Written by Peter Bingle,Chairman, Bell Pottinger Public Affairs
One year on how has the coalition fared?
Despite the petulance displayed by senior Lib Dems at the end of the AV campaign the coalition has done much better than many of us thought possible when it first created by two party leaders in deep trouble with their respective parties. Civility and process have been restored to governance. The blurring of roles which became so endemic under New Labour has been replaced with total clarity on the respective roles of ministers, advisers and officials. This is all for the good.
The hero of the last twelve months has been the Chancellor of the Exchequer. His decision to announce spending cuts of £83 billion in his first Budget was a political masterstroke. If George has called it right on the economy (and most MPs think he has) then the outcome of the next election is already decided. There will be a Tory government with a respectable overall majority. George’s belief that it was essential to have a Lib Dem as Chief Secretary to the Treasury has also proved to be very astute. Credit must be given to Danny Alexander who has not put a foot wrong since being appointed. One of the good things about the coalition is that it has provided politicians such as Danny to have the opportunity to serve as ministers.
The rest of the government is something of a curate’s egg. IDS has impressed with his welfare reforms. BIS is a disaster area. The health reforms are dead in the water. Ken Clarke is being totally mischievous at the Department of Justice. Teresa May is surprising everybody by just how good a Home Secretary she is …
The PM has impressed over the last year. Even his opponents concede privately that he has dazzled. The contrast between David Cameron and Gordon Brown is devastating. He has been helped of course by the Labour Party’s decision to embrace twenty of opposition by electing Ed Miliband as their leader. This is a party that knows that the game is up for the foreseeable future.
What about the Deputy PM? Government has not been easy for Nick Clegg. Personally abused and politically battered, he must sometimes wonder whether it is really worth it. He is leader of a party that shows him very little affection or even respect. He has made more than a few mistakes. He should have asked for a major department as well as the position of Deputy PM. He has allowed Ed Miliband to get under his skin. He also sometimes looks as if he is about to burst into tears. Yet I cannot help myself respecting a man who has sacrificed so much because he believed that it was in the national interest for the Lib Dems to join the coalition.
I suspect that Nick Clegg’s decision to join the coalition will in the end break the Lib Dems. The tension between the Liberals and Social Democrats gets more fractured by the day. At some stage it will snap. The question is then whether Nick Clegg will want to stay in British politics long enough to help a new Liberal Party grow and develop. I suspect not. I think by 2015 (if the coalition lasts that long) he will have had enough of Sheffield, Number 10, British politics and most of all Lib Dem MPs.

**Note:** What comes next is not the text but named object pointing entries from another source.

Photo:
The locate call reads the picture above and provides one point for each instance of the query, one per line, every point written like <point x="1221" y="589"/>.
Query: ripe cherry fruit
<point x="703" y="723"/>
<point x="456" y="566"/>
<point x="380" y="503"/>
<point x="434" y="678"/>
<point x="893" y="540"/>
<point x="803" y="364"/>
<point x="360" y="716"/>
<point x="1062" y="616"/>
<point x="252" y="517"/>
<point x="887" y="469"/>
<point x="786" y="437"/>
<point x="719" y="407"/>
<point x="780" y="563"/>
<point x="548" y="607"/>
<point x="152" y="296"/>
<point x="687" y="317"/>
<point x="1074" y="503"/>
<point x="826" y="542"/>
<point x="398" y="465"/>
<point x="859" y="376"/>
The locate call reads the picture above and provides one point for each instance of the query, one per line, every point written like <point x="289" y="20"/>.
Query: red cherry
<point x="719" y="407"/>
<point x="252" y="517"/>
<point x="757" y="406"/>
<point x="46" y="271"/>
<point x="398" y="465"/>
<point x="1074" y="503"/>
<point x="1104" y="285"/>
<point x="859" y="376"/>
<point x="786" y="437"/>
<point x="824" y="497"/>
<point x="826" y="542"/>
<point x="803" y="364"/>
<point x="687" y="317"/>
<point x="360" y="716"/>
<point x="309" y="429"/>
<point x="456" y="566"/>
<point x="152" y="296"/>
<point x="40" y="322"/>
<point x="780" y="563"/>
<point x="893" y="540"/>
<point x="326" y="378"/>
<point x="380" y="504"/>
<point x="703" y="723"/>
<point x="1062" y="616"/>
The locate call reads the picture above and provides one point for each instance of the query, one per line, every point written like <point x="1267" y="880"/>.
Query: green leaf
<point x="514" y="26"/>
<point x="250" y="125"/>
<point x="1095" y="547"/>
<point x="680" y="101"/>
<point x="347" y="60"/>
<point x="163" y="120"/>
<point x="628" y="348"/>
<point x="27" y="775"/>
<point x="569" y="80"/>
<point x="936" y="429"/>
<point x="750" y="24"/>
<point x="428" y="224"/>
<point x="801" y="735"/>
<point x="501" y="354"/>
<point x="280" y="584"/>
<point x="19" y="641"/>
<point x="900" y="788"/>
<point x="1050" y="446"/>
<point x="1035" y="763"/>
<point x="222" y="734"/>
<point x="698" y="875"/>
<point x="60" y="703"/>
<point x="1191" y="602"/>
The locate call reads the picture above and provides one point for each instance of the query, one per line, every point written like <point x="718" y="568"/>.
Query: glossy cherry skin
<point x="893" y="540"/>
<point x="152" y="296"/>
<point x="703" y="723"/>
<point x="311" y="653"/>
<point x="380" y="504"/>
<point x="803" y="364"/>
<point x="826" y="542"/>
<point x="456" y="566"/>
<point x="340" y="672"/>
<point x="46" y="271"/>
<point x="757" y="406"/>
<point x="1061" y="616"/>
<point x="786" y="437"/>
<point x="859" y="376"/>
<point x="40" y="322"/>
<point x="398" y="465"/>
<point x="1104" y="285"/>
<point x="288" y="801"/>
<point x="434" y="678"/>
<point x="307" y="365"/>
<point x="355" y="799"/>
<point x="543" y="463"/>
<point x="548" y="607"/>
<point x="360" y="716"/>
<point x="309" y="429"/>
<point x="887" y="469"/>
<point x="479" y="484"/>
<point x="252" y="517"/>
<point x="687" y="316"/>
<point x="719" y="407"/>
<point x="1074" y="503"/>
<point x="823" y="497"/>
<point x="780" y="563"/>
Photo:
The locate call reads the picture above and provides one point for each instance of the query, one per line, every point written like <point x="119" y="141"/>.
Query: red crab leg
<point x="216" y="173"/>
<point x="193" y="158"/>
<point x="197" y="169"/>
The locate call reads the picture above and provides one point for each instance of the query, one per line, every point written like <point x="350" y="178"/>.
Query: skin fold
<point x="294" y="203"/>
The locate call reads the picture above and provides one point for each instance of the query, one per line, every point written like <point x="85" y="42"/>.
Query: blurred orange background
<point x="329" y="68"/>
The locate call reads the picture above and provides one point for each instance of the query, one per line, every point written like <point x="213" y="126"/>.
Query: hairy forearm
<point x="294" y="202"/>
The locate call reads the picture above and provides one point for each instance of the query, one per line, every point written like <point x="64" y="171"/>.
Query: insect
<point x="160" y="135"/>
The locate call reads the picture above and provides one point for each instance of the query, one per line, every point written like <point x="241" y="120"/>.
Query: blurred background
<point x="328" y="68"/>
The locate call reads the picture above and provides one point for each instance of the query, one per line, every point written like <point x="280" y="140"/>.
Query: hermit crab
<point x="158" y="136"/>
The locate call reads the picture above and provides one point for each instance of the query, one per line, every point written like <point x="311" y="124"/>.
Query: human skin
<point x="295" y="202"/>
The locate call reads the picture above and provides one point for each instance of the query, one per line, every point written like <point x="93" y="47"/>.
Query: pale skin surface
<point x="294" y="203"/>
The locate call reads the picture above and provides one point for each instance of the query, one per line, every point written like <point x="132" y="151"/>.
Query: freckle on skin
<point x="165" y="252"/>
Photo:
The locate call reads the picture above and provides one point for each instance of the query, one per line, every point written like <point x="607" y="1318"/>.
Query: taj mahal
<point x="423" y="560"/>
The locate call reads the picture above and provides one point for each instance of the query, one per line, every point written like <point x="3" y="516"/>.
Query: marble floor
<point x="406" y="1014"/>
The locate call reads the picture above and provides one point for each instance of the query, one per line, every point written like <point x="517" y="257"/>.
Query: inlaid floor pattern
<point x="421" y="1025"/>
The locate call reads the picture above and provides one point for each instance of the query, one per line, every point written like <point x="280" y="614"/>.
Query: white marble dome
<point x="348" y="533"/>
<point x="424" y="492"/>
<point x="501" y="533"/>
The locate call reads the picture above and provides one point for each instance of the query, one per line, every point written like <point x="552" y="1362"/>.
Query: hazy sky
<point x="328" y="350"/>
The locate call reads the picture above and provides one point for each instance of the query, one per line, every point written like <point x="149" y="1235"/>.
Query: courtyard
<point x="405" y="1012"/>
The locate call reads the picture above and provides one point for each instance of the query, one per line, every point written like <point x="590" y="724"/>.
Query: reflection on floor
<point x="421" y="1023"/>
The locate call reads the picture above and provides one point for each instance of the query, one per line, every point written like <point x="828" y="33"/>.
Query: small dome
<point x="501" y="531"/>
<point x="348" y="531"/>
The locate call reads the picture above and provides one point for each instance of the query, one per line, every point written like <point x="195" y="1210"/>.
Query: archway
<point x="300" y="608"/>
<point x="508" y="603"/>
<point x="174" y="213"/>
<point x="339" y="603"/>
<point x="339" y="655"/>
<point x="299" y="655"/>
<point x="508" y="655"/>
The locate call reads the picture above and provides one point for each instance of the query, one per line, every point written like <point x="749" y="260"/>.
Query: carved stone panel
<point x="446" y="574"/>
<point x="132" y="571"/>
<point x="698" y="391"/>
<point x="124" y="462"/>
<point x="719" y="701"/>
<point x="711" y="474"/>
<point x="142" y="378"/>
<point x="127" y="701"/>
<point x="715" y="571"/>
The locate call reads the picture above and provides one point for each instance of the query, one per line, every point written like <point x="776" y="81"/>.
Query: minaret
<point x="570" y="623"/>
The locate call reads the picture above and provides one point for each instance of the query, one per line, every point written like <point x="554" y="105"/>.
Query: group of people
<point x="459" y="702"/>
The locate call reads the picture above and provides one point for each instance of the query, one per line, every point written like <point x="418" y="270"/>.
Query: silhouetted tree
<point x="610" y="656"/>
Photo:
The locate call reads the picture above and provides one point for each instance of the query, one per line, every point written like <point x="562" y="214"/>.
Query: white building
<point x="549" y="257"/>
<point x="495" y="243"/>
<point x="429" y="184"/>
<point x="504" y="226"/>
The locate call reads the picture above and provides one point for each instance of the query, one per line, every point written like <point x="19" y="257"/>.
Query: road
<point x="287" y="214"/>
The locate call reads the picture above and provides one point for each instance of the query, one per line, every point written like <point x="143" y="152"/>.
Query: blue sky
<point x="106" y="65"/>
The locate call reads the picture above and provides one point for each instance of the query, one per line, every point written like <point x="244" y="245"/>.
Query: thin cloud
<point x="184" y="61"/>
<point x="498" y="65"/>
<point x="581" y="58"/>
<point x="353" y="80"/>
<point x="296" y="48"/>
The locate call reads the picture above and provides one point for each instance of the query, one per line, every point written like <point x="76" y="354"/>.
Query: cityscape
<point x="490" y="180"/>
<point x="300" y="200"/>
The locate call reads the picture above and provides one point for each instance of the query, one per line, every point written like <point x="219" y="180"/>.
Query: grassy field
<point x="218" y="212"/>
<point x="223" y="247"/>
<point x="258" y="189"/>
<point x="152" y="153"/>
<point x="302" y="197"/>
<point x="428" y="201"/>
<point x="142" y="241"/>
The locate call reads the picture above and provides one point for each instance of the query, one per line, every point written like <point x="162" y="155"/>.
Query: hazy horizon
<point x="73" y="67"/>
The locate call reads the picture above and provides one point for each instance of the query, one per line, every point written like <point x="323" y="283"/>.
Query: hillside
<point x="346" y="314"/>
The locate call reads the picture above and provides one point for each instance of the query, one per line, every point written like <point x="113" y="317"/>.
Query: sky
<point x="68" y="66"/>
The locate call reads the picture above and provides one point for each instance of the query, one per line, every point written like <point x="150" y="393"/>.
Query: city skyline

It is deeply sad and ironic that one year on the political career (end of?) of David Laws (briefly the epitome of the new politics) will dominate tomorrow’s news agenda. Politics is a tough business. There are more tears of sadness than joy in the body politic. Yet the coalition has done well and deserves praise. It looks at the moment that the coalition’s historic function will be to prepare the ground for an era of Tory rule and the demise of the Liberal Democrats as a party. Who would have thought that a year ago?
It might be worth popping along to your local bookies and having twenty pounds on George Osborne becoming PM in 2017. You heard it here first!
Has the coalition surprised you? What have been its greatest successes? How long will it last? Can the Lib Dems survive as a party?